The Silent Duchess

Written by Dacia Maraini
Review by Nancy Henshaw

In 18th-century Sicily Marianna is born to a life of extravagant luxury, daughter of charming, affectionate Duke Signoretto Ucria. She is lovely and intelligent, descendant of an ancient aristocratic family but she has what was then a fixed, untreatable handicap: she is a deaf-mute. Her only possibility of marriage is a union with her own uncle, the eccentric Duke Petro. Her bleak life with a deeply flawed and cold man might have been wretched indeed but for her own extraordinary qualities of determination, compassion and an outstanding ability for organisation, making use of the qualities of others.
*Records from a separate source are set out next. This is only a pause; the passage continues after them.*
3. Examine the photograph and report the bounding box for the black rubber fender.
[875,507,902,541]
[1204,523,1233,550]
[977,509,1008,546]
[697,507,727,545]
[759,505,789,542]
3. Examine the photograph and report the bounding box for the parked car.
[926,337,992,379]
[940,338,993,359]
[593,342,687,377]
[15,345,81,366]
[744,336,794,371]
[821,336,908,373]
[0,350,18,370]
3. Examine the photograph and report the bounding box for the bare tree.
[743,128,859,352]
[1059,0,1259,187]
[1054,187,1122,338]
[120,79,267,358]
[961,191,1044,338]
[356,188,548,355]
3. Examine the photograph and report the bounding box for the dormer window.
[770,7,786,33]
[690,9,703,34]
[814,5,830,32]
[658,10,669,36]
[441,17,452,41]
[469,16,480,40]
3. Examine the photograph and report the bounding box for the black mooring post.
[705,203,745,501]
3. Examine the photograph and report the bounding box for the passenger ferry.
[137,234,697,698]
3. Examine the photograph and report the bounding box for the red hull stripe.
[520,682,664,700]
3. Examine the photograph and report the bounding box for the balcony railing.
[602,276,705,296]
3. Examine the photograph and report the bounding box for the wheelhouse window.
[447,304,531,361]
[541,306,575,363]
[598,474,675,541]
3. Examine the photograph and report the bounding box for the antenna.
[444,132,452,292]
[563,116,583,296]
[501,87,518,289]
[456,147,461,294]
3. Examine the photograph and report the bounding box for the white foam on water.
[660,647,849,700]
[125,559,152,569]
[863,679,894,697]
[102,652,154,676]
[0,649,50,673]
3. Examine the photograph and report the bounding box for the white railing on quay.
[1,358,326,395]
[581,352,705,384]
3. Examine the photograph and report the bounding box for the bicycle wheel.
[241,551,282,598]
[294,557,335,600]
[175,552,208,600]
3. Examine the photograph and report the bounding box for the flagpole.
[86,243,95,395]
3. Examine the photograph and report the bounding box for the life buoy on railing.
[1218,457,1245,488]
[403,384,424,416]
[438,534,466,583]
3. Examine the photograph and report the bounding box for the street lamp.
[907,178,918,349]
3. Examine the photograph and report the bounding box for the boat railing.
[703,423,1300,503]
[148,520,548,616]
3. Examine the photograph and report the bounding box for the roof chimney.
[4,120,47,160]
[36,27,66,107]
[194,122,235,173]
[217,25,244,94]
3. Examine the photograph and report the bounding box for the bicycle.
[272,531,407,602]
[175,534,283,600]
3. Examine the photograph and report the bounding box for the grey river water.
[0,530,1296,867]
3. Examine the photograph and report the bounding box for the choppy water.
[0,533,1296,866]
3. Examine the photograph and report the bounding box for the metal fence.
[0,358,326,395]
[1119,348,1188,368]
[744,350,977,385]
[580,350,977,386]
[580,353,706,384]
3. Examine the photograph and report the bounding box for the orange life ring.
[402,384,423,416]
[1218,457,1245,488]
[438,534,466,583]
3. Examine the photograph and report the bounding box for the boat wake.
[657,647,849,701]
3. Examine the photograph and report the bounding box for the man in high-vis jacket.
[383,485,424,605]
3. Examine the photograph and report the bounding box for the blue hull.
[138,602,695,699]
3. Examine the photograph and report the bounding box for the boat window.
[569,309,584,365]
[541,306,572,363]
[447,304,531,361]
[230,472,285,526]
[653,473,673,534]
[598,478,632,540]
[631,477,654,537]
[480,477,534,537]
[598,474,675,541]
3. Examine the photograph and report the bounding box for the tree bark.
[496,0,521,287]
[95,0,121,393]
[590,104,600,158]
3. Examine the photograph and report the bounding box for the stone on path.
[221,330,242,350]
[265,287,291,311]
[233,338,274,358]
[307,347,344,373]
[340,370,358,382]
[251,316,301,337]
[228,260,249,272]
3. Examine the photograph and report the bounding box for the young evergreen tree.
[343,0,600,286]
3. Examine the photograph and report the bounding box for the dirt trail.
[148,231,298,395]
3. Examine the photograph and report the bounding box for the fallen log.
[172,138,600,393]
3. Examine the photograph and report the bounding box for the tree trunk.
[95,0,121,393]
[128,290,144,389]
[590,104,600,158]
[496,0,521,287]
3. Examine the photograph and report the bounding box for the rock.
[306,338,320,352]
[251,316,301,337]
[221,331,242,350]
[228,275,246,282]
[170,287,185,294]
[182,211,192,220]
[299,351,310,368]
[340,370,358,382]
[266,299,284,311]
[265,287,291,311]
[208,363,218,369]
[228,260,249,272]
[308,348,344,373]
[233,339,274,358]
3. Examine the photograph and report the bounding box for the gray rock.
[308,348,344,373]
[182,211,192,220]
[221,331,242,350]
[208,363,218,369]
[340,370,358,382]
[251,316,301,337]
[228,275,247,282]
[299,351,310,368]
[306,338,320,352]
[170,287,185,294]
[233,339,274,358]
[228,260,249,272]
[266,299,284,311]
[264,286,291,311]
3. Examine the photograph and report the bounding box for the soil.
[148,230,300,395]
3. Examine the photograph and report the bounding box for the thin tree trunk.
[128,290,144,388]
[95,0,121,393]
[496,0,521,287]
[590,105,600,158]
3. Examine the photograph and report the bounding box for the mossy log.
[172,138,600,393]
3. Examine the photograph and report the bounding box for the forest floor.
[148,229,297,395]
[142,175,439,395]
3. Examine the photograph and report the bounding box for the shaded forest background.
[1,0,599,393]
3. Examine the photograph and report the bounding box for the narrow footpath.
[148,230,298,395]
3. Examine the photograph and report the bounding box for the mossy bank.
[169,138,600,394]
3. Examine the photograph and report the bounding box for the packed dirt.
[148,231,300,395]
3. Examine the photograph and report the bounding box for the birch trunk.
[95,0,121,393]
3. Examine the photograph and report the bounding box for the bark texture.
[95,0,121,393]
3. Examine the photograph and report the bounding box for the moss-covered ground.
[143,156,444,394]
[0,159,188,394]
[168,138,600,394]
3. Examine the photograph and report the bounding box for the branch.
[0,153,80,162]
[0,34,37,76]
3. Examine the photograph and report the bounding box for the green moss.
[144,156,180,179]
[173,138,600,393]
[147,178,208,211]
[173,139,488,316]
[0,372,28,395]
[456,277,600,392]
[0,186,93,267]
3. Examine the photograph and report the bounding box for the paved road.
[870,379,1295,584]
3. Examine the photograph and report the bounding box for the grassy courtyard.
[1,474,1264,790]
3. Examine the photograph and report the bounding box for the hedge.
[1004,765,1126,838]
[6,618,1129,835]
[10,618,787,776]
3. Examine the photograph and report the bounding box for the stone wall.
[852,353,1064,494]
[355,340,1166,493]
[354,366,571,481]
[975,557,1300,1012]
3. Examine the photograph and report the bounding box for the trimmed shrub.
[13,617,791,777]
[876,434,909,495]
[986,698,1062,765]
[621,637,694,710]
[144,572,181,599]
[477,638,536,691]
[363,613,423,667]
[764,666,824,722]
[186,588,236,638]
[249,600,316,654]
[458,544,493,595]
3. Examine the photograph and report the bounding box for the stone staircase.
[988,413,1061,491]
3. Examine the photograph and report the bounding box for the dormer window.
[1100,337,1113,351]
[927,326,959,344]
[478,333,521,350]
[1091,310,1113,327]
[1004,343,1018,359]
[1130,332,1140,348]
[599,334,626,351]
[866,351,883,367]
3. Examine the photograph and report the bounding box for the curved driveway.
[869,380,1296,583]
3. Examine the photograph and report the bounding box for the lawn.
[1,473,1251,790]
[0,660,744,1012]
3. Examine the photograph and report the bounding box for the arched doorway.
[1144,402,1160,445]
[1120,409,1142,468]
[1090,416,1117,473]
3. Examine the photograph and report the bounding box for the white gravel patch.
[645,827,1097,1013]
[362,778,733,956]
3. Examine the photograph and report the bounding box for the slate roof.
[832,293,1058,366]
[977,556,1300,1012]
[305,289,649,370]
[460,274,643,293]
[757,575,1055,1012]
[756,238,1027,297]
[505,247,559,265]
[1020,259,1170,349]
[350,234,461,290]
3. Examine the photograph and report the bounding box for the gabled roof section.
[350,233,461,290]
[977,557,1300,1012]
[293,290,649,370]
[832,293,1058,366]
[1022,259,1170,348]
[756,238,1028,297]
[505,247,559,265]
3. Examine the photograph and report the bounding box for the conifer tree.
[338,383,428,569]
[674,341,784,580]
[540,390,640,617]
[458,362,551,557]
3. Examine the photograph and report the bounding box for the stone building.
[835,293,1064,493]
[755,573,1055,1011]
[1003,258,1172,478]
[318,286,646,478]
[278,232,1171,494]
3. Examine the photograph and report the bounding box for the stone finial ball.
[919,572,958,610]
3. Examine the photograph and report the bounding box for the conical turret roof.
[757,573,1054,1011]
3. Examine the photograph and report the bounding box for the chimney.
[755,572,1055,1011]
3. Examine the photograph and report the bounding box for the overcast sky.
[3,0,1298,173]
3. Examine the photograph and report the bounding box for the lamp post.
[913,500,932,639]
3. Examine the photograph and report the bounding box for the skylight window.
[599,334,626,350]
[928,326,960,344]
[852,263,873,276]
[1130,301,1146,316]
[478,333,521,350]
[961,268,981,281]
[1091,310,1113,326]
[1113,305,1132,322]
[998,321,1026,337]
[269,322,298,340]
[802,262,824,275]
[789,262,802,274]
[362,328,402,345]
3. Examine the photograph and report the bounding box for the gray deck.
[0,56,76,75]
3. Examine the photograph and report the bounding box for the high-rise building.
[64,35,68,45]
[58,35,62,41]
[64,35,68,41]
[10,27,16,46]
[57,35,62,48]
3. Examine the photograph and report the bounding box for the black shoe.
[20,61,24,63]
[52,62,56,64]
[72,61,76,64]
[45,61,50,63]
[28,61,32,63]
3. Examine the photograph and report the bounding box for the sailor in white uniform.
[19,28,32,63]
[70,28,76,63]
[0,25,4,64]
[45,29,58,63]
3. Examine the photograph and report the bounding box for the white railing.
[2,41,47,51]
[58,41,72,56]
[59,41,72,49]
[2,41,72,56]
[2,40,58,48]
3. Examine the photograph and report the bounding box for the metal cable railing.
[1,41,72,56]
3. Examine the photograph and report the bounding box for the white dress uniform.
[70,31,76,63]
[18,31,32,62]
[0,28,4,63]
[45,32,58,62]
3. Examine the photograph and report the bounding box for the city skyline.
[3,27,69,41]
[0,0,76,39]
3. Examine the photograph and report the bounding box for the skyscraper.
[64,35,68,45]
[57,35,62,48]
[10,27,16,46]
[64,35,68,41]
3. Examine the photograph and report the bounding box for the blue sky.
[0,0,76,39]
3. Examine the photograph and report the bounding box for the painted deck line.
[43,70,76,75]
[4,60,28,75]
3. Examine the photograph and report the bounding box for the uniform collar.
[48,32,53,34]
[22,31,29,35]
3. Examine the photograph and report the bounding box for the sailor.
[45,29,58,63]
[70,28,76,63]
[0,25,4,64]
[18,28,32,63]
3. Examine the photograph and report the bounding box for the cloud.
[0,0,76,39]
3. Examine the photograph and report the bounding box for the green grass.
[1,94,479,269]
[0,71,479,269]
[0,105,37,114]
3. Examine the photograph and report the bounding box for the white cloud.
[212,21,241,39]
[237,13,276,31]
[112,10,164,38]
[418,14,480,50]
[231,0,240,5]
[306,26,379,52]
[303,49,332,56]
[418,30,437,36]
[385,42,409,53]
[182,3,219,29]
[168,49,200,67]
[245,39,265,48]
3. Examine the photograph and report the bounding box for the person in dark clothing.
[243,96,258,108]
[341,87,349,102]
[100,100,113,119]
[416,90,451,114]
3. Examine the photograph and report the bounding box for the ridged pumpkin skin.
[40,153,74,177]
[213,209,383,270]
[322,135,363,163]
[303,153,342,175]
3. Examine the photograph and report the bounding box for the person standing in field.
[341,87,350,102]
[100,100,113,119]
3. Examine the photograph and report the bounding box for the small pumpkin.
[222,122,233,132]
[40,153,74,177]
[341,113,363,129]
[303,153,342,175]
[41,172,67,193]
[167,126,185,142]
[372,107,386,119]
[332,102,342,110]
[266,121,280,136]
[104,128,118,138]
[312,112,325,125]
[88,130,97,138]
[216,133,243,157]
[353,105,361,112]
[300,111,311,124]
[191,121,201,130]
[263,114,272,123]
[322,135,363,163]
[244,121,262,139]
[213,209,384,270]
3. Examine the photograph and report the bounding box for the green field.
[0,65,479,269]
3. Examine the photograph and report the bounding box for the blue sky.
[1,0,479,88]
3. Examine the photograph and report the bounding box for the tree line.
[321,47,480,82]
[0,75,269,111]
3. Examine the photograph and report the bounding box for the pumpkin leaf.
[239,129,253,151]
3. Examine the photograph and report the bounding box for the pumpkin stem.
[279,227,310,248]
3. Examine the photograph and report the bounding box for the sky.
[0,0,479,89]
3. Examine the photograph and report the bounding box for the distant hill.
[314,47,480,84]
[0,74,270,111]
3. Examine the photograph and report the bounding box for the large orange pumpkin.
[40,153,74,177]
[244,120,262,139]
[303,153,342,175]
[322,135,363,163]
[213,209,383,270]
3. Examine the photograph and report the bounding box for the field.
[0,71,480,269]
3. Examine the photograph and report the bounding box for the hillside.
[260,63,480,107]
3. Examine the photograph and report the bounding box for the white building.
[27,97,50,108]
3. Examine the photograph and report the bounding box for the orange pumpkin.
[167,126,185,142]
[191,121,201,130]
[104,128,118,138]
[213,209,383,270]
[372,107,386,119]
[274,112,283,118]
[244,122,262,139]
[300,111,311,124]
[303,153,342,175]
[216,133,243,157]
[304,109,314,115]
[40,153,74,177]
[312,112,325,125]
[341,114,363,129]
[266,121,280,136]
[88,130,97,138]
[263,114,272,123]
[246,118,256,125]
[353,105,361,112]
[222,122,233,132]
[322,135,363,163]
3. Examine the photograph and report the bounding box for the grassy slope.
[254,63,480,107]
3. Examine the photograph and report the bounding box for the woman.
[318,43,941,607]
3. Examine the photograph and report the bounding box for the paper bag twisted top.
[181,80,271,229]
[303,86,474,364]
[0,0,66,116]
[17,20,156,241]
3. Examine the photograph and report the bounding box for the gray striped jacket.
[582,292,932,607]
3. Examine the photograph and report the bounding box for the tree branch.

Reading and writing are her only means of communication in a society given over to pleasure: even a nun may wear a designer habit and a sapphire crucifix. But Marianna’s passion is studying the new philosophical works of French and English writers and, especially, the Scotsman David Hume. After years of duty to her pitiable uncle/husband and their family, this surely unique woman discovers the power of physical passion and its joys. With Duke Petro dead she has three choices: a placid union with a man who admires her intellect – but admires his own even more; to remain with her handsome young lover or to follow an entirely different path. At the conclusion of this remarkable novel she has made her decision.

Beautifully written, vividly detailed The Silent Duchess offers a rich treat.